Cependant, d’autres nations du Moyen-Orient qui nivellent les violations des droits de l’homme contre l’hôte de la Coupe du monde, le Qatar, sont un cas, pour le dire franchement, de pot appelant la bouilloire noire.

Il y a quelques années, un embargo commercial a été imposé au Qatar alors que les relations diplomatiques entre les hôtes de la Coupe du monde et les autres pays de la région MENA (à savoir, l’Arabie saoudite, les Émirats arabes unis, l’Égypte et Bahreïn) se sont rompues. Les fournisseurs et vendeurs existants ont dû mener leurs activités avec l’aide de pays tiers, comme le Koweït, qui n’ont pas choisi leur camp dans la querelle.

La raison invoquée par l’Arabie saoudite pour le boycott du pays hôte de la coupe du monde a été mentionnée comme étant le financement du terrorisme par le Qatar.

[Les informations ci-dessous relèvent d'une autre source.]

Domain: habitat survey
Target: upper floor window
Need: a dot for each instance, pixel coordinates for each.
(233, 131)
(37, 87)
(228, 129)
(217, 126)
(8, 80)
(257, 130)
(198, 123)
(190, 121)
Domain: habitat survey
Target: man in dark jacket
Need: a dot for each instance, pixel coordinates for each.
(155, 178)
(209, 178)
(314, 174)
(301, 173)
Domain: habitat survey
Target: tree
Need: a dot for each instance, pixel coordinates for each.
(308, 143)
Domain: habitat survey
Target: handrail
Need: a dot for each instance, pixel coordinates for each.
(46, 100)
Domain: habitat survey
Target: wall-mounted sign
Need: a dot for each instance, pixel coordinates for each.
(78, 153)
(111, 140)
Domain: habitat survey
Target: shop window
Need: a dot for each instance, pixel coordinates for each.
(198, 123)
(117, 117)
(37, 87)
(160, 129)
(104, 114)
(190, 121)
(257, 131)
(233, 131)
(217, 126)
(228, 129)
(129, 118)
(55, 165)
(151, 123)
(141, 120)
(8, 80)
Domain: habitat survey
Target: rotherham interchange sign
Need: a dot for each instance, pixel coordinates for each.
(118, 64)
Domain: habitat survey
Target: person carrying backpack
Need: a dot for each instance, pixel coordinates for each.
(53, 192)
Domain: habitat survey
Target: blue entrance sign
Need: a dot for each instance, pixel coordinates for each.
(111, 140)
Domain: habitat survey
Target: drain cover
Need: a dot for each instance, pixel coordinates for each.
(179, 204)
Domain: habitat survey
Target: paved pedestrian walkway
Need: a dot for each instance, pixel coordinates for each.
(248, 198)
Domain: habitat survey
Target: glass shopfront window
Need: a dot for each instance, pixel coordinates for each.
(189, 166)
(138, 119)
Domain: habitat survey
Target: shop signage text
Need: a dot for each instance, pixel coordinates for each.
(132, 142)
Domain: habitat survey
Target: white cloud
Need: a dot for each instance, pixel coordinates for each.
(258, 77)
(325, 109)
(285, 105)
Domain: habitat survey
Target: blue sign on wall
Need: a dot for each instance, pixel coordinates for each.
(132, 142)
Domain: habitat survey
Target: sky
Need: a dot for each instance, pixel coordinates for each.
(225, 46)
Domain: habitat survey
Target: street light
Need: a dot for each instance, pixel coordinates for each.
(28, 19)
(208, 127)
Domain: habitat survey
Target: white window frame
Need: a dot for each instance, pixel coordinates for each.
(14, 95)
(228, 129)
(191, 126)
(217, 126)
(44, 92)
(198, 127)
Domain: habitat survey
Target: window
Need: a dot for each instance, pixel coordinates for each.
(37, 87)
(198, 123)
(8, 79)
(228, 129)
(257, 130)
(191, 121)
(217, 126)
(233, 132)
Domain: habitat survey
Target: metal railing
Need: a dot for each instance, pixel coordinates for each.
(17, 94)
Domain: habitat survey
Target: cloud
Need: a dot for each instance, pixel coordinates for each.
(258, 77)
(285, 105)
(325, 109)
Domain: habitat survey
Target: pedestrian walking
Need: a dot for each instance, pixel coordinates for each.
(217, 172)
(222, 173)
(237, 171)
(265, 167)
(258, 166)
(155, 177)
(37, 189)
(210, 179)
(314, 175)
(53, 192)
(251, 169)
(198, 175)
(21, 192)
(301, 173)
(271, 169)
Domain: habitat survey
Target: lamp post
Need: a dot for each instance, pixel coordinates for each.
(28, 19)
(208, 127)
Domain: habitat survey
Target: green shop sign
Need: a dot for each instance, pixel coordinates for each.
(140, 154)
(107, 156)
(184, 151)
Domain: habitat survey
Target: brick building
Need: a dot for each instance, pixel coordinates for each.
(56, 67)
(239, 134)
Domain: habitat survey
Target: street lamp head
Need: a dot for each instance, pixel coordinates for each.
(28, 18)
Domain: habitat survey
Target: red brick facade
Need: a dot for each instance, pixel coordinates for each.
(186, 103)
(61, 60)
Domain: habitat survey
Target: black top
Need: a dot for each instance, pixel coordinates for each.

Cela a coïncidé avec le moment où la majorité des pays de la région MENA ont décidé de déterrer le linge sale qatarien en braquant les projecteurs, aussi brillamment que possible, sur la mort de travailleurs migrants employés sur des projets de construction de stades. Une décision visant à ternir le statut de la nation aux yeux du monde, dans la préparation de la plus attendue et de la toute première Coupe du Monde de la FIFA au Moyen-Orient.

En toute honnêteté, des variantes du système Kafala existaient dans au moins un des quatre pays qui ont déclaré l’embargo sur le Qatar.

Cela signifie-t-il que le monde doit attendre que ledit pays accueille un événement mondial avant que ses nations rivales voisines ne commencent à révéler les sombres secrets dans le ventre de la région arabe louche ?

Modernité vs Tradition

Le système Kafala et la mort des travailleurs migrants ne sont pas les seuls problèmes qui ont troublé la prochaine coupe du monde avant même un coup de pied de balle.

Les territoires islamiques du Moyen-Orient sont fièrement ou notoirement (selon la façon dont vous choisissez de le voir) conservateurs. Bien que la résistance au changement sociétal varie d’un pays à l’autre, le strict respect de la charia par la région est bien documenté et difficile à modifier.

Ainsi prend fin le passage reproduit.